3 Ways to Identify a Great Steak House

The other night, my good friend and colleague Reg treated me to a fancy steak dinner at the Metropolitan Grill, one of Seattle's oldest and most masculine restaurants I had never heard about before last week. Steak houses aren't really on my radar, so I accepted the invite not realizing what I had coming. I ended up with a delicious meal and a crash course in the trimmings of steak house greatness.

Basically, I'm an expert now. So I can tell you a steak house is great if:

Do you even need menu?
1. There's a display case of cuts in the entry.   You know how bakeries display pies and cakes? A good steak house will show you what their meat looks like. In case you had any question about what you're here for or what it looks like. The display ought to be sparse- no frills, no garnish, unevenly distributed cuts even. Because frills are for Outback and just like good steak doesn't need steak sauce, a good raw meat display needs only a slab of beef and a golden sign describing it. "Filet" says it all, doesn't it?

Aged and clean
2. High booths and a color palette that won't clash with the whiskey.
Doesn't this look just lush? It just screams "expense account" or "high end crime" (not to be confused with the fancy Chinese and Italian restaurant mafia crime vibe). Mahogany (or whatever nice deep reddish brown wood that is), class, and deep, moss green upholstery. Green curtains go great with whiskey.

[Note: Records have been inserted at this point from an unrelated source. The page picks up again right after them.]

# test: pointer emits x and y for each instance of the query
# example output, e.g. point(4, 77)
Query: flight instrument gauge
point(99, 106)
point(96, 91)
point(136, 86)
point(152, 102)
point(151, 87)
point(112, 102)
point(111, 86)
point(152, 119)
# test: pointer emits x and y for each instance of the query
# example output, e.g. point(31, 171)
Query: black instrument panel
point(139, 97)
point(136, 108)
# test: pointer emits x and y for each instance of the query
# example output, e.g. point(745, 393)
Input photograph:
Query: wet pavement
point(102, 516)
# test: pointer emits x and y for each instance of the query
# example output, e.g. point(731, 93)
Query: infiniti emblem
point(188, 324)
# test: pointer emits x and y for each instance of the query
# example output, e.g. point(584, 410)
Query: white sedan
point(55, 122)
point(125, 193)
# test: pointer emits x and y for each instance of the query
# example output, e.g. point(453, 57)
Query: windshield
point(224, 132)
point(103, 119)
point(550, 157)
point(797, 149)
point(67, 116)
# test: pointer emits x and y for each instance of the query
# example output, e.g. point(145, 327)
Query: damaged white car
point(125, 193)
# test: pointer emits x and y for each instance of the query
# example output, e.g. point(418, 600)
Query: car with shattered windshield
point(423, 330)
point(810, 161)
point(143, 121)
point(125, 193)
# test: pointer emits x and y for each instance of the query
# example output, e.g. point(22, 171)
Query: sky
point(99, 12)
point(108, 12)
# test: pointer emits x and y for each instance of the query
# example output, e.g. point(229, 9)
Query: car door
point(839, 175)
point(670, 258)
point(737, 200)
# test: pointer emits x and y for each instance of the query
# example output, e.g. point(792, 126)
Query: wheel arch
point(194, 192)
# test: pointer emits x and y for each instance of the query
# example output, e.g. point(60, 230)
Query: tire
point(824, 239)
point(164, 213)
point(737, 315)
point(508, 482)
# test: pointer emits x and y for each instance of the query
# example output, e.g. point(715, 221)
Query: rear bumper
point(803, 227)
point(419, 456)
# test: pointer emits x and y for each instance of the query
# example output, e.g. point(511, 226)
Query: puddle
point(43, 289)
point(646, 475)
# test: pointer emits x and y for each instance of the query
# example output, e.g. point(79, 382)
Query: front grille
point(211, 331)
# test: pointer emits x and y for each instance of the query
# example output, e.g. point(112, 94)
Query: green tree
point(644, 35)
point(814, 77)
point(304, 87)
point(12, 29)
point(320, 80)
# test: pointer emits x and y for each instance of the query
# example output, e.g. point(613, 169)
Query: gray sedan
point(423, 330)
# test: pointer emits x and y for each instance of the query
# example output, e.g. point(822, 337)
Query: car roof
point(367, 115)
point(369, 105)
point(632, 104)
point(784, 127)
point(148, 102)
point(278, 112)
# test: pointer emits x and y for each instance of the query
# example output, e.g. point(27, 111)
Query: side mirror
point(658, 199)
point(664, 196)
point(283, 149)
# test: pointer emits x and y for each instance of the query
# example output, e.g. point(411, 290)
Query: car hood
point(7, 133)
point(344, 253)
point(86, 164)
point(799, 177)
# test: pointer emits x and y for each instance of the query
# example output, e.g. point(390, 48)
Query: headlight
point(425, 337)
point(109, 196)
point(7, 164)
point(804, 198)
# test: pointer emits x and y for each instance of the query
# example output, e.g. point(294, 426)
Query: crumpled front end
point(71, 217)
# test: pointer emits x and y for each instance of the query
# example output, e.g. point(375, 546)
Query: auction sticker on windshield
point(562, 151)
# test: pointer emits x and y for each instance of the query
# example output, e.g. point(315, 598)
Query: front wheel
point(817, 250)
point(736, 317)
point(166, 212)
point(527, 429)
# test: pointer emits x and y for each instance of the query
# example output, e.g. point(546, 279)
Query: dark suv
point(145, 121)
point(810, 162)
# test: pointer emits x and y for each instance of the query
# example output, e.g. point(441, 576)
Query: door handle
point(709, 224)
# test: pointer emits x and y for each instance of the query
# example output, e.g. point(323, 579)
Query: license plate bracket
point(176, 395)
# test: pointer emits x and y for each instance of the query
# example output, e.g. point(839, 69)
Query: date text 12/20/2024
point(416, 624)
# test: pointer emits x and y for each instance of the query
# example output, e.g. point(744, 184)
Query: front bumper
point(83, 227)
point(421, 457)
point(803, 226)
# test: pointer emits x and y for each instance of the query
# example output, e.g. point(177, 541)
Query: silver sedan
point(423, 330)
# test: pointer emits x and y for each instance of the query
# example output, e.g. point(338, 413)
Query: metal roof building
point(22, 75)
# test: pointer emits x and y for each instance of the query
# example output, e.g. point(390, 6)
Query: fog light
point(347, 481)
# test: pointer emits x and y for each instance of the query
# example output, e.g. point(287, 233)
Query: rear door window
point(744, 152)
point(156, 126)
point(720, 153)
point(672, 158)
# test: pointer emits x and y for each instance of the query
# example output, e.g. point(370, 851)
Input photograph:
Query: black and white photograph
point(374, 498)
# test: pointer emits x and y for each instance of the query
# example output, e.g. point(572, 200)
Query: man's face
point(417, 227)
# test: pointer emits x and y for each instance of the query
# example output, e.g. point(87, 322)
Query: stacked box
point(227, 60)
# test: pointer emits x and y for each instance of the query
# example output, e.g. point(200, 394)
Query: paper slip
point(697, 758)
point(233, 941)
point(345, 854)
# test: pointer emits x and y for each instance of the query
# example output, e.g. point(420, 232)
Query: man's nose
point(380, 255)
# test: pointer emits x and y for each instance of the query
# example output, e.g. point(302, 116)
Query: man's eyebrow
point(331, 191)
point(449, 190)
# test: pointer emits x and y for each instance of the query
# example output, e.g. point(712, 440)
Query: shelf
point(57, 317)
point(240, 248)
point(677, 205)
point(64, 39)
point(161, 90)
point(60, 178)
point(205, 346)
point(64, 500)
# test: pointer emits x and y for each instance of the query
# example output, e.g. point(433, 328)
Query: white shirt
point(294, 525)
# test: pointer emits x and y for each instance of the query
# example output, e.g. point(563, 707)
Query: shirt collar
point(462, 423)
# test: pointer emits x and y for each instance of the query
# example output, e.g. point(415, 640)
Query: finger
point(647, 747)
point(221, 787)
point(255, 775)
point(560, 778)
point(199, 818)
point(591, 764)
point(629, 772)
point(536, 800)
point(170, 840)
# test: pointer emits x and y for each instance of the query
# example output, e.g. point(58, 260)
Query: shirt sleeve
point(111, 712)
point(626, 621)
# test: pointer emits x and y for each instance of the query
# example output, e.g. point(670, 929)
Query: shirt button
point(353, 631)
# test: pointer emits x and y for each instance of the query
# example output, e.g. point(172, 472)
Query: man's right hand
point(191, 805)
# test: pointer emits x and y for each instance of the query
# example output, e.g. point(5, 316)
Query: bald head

Here, Vaughn dresses my full loaded baked potato right at our table
3. Waiters dress in butchers coats (or tuxedos).
At first I thought they were chef's coats and thought that was a clever way to show you they meant business. Because a restaurant with no waiters, just chefs bussing tables and recommending meals must be full of only amazing food. When I realized the coats were classic Butcher's coats, it clicked again. It's not about the cooking - the chefery - it's about the meat. And who knows meat better than the butcher himself. But in a world where butchers don't live in restaurants, we have to settle for men dressed as butchers, who, presumably know just as much about Filets and have less blood on them. And they are named things like Colton or Clayton - names that are somehow both a rugged cowboy in from the range and a high class Englishman, the kind you call by their last name in the way that makes you think it's their first name (what was that all about anyway. Did Darcy even have a first name?)

Back ups (bussers, I assume, or those who have not earned their whites) dress in tuxedos. They were almost swarming our restaurant, doing what looked like nothing important, but making me feel like I should tip better in the presence of such fine attire.

Who are we kidding, I didn't pay for the tip. I cringed at the $11 I paid for parking. Which is why fine establishments like these are such fodder for my curiosity.